Sungguh menakjubkan semua yang dijanjikan kepada mereka yang menang; kepada mereka yang bertahan hingga akhirnya, yang melakukan pekerjaan dan Firman-Nya hingga kesudahannya. Namun, banyak orang pada zaman ini percaya bahwa mereka tidak perlu mengalahkan apa pun. Mereka percaya bahwa semuanya sudah dilakukan dan dibersihkan bagi mereka di masa lalu, yaitu pada sebuah momen iman. Pada dasarnya, sesuai pandangan mereka, perlombaan iman bukan hanya dimulai pada saat kita percaya, tetapi juga berakhir pada saat itu juga. Tetapi, jika benar demikian, maka tidak ada alasan bagi Yesus untuk berbicara tentang barang siapa yang menang. Karena berbicara tentang mereka yang menang hanya berarti bahwa kita perlu untuk menang, namun itu juga berarti akan ada beberapa orang yang TIDAK menang dan kepada mereka, janji-janji di atas tidak akan diberikan.

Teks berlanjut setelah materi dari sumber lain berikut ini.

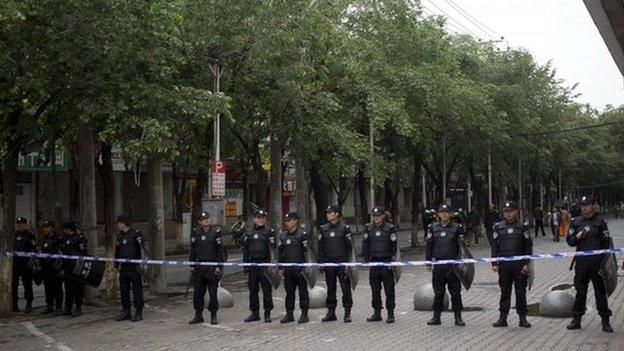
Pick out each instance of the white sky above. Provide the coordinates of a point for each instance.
(558, 30)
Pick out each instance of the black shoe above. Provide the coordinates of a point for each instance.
(435, 320)
(304, 317)
(124, 316)
(606, 326)
(390, 318)
(267, 316)
(524, 323)
(575, 324)
(197, 319)
(138, 316)
(253, 317)
(501, 322)
(49, 309)
(330, 316)
(376, 317)
(288, 318)
(347, 318)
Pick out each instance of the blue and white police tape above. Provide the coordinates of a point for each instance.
(559, 255)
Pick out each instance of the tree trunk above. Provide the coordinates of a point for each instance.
(87, 204)
(276, 183)
(9, 182)
(110, 232)
(156, 222)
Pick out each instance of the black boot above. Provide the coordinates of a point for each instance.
(458, 321)
(376, 317)
(390, 318)
(575, 324)
(347, 318)
(124, 316)
(523, 322)
(435, 320)
(304, 317)
(197, 319)
(502, 321)
(330, 316)
(253, 317)
(606, 326)
(138, 316)
(49, 309)
(288, 317)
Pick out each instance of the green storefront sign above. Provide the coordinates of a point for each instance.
(34, 162)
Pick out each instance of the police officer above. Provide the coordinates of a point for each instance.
(589, 232)
(512, 238)
(335, 246)
(129, 246)
(293, 248)
(443, 244)
(258, 241)
(25, 241)
(379, 244)
(206, 246)
(52, 282)
(73, 243)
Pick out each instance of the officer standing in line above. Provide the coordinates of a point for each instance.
(129, 246)
(512, 238)
(206, 246)
(258, 242)
(25, 241)
(379, 244)
(335, 246)
(293, 248)
(73, 243)
(589, 232)
(443, 244)
(53, 284)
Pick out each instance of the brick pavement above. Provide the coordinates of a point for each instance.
(165, 326)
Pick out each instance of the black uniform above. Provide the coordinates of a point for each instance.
(443, 244)
(75, 244)
(257, 245)
(335, 246)
(379, 244)
(293, 248)
(52, 282)
(206, 246)
(24, 241)
(130, 246)
(512, 239)
(596, 236)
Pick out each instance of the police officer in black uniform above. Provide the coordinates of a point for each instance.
(129, 246)
(589, 232)
(512, 238)
(258, 241)
(52, 282)
(206, 246)
(443, 244)
(335, 246)
(24, 241)
(379, 244)
(73, 243)
(293, 248)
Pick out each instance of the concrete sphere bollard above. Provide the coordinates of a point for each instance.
(557, 303)
(317, 295)
(225, 298)
(423, 298)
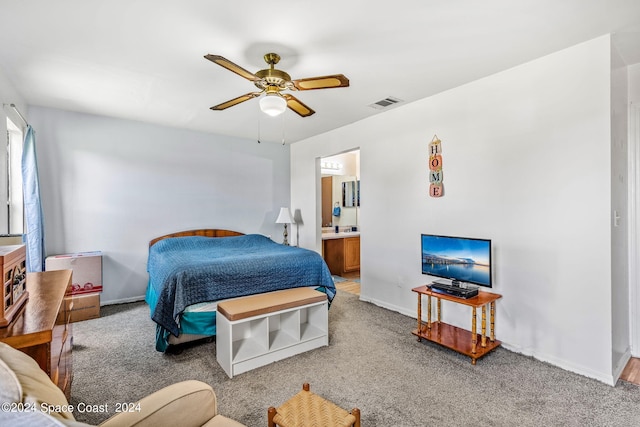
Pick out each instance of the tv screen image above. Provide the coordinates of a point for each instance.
(460, 259)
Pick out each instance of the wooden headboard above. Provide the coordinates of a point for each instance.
(206, 232)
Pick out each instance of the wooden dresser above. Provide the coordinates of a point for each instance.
(342, 255)
(43, 330)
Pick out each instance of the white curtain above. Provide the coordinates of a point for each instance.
(34, 233)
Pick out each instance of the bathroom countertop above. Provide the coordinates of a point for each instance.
(341, 235)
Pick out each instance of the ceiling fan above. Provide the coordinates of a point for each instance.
(272, 82)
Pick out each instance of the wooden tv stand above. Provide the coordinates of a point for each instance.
(458, 339)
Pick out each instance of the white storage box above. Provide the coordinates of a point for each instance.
(87, 270)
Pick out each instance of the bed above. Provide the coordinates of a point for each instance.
(191, 271)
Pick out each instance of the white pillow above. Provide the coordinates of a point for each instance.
(11, 390)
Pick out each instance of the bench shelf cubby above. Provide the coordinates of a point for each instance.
(245, 343)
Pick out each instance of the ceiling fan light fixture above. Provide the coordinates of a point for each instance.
(273, 104)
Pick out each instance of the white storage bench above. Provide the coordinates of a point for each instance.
(260, 329)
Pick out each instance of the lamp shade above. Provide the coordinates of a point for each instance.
(285, 217)
(273, 104)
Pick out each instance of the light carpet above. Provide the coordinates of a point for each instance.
(373, 362)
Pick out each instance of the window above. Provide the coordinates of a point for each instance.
(12, 217)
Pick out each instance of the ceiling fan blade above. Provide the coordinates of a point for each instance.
(224, 62)
(236, 101)
(324, 82)
(298, 106)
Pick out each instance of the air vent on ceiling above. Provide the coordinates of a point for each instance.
(386, 103)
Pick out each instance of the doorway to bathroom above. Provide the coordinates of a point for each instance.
(340, 175)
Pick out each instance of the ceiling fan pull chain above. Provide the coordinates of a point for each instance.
(259, 129)
(282, 123)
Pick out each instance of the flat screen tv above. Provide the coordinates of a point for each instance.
(460, 259)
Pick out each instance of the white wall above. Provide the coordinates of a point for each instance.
(112, 185)
(633, 72)
(527, 163)
(8, 95)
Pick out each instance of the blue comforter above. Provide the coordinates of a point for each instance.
(190, 270)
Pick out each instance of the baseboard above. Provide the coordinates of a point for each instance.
(622, 363)
(564, 364)
(560, 363)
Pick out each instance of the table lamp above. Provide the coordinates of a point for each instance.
(285, 218)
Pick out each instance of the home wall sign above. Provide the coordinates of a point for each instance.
(436, 188)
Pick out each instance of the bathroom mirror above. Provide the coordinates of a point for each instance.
(351, 194)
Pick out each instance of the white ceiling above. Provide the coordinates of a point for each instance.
(143, 59)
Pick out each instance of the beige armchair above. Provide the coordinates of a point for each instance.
(28, 397)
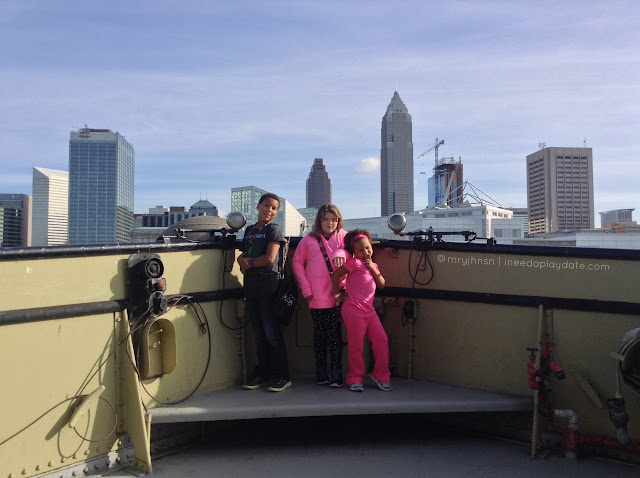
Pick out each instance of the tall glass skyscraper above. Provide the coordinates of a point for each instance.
(319, 191)
(396, 159)
(101, 170)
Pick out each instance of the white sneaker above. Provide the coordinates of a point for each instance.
(384, 386)
(356, 387)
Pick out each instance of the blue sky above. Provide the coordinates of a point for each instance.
(215, 95)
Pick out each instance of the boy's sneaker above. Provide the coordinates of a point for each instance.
(356, 387)
(279, 384)
(255, 382)
(384, 386)
(336, 379)
(321, 376)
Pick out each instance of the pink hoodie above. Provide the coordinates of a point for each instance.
(310, 268)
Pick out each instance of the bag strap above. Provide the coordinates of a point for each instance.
(282, 260)
(326, 257)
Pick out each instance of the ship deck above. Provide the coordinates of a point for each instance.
(315, 431)
(307, 399)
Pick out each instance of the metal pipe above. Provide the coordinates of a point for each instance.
(535, 429)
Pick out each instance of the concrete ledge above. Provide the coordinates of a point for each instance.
(305, 398)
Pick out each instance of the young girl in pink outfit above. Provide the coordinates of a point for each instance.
(360, 317)
(316, 256)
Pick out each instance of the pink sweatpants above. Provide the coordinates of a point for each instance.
(359, 325)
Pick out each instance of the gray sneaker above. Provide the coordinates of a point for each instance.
(384, 386)
(356, 387)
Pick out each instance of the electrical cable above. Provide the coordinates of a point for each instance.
(78, 395)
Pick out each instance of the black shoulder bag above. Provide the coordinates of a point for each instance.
(286, 297)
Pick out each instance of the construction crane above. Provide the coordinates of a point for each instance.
(436, 177)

Kita ambil Wahyu 3:5 sebagai contoh:
Barangsiapa menang, ia akan dikenakan pakaian putih yang demikian; Aku tidak akan menghapus namanya dari kitab kehidupan, melainkan Aku akan mengaku namanya di hadapan Bapa-Ku dan di hadapan para malaikat-Nya.”

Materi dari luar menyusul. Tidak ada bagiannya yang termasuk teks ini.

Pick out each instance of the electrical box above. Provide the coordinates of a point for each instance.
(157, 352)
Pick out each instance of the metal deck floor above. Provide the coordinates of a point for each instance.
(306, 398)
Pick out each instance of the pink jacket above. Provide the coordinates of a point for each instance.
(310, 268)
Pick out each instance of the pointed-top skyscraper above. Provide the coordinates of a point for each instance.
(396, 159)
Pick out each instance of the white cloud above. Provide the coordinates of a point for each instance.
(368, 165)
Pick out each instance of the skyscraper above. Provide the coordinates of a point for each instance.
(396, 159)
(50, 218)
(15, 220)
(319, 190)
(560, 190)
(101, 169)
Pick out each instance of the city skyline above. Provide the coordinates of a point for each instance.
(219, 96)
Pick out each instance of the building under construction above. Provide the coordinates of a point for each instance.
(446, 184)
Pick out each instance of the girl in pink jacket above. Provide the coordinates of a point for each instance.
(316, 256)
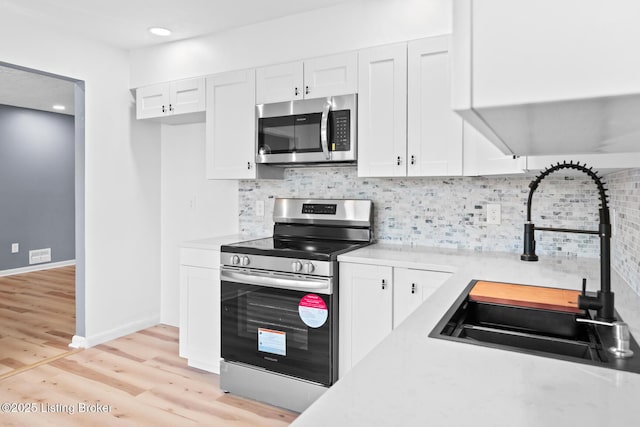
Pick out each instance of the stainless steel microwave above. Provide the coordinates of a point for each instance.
(308, 131)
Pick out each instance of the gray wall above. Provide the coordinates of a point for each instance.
(36, 185)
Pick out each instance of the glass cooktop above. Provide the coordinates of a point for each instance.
(294, 248)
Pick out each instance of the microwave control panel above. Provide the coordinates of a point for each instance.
(340, 130)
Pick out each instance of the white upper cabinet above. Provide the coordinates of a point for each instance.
(181, 101)
(278, 83)
(549, 77)
(405, 123)
(331, 75)
(230, 126)
(382, 111)
(313, 78)
(434, 139)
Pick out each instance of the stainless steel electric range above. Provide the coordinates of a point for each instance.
(279, 297)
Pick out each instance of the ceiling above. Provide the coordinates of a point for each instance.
(124, 24)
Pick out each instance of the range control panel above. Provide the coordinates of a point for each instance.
(319, 208)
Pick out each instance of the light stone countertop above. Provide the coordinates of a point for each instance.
(214, 242)
(412, 380)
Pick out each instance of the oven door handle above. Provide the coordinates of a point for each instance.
(275, 280)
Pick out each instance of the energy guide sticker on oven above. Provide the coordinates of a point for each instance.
(270, 341)
(313, 311)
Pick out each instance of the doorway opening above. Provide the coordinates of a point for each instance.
(27, 100)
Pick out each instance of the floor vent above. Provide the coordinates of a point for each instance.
(37, 256)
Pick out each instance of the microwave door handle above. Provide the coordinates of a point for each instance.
(324, 129)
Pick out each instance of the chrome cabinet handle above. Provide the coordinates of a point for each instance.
(324, 129)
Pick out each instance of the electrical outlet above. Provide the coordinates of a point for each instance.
(259, 208)
(494, 216)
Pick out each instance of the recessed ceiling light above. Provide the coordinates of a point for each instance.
(159, 31)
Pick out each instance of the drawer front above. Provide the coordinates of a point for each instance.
(200, 258)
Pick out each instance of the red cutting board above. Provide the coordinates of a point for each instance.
(526, 296)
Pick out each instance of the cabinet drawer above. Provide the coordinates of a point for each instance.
(200, 257)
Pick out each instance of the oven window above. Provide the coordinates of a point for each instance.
(270, 328)
(272, 314)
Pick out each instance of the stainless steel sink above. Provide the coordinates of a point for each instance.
(541, 332)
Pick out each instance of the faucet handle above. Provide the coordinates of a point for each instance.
(621, 336)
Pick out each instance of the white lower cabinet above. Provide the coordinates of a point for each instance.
(411, 289)
(373, 301)
(200, 308)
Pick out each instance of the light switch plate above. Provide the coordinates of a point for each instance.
(494, 214)
(259, 208)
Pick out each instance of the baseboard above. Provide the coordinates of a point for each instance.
(93, 340)
(37, 267)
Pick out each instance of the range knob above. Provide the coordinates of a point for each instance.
(296, 266)
(308, 267)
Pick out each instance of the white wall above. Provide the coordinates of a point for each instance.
(345, 27)
(122, 171)
(192, 206)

Yesus berjanji jika kita menang, nama kita tidak akan dihapus dari kitab kehidupan. Tetapi ini juga berarti bahwa jika kita tidak menang, nama kita akan dihapus. Kitab kehidupan adalah kitab yang memuat nama-nama orang yang akan hidup selamanya (lihat Filipi 4:3). Hanya mereka yang namanya tertulis dalam kitab kehidupan yang akan memiliki hidup yang kekal dan masuk ke dalam Yerusalem Baru (Wahyu 21:27), sedangkan mereka yang namanya tidak tertulis dalam kitab kehidupan, akan dilemparkan ke dalam lautan api (Wahyu 20:15). Dengan kata lain: hidup kekal adalah bagi mereka, dan hanya bagi mereka yang namanya tertulis dalam kitab kehidupan. Dan, sebagaimana jelas dari perkataan Yesus, kitab kehidupan bukan hanya menerima masukan nama-nama baru! Kitab itu juga menerima penghapusan nama-nama yang sudah ada, yaitu nama-nama mereka yang tidak menang, nama-nama mereka yang berpaling. Oleh karena itu, pernah tercantum dalam kitab kehidupan, tidak menjamin kita untuk tercantum dalam kitab itu selamanya. Barangsiapa yang mundur dari imannya tanpa pernah bertobat kembali (selama kesempatan untuk bertobat masih ada – lihat lebih jauh dalam diskusi kita tentang Ibrani 6), barangsiapa tidak menang, nama mereka tidak akan ditemukan dalam kitab kehidupan. Saya tahu bahwa banyak orang tidak terbiasa mendengar tentang kebenaran ini, tetapi ini adalah kebenaran sederhana yang saya baca di dalam Alkitab dan secara pribadi, saya tidak mau mengabaikan kebenaran ini ataupun mencari cara untuk memberikan penjelasan yang menyesatkan.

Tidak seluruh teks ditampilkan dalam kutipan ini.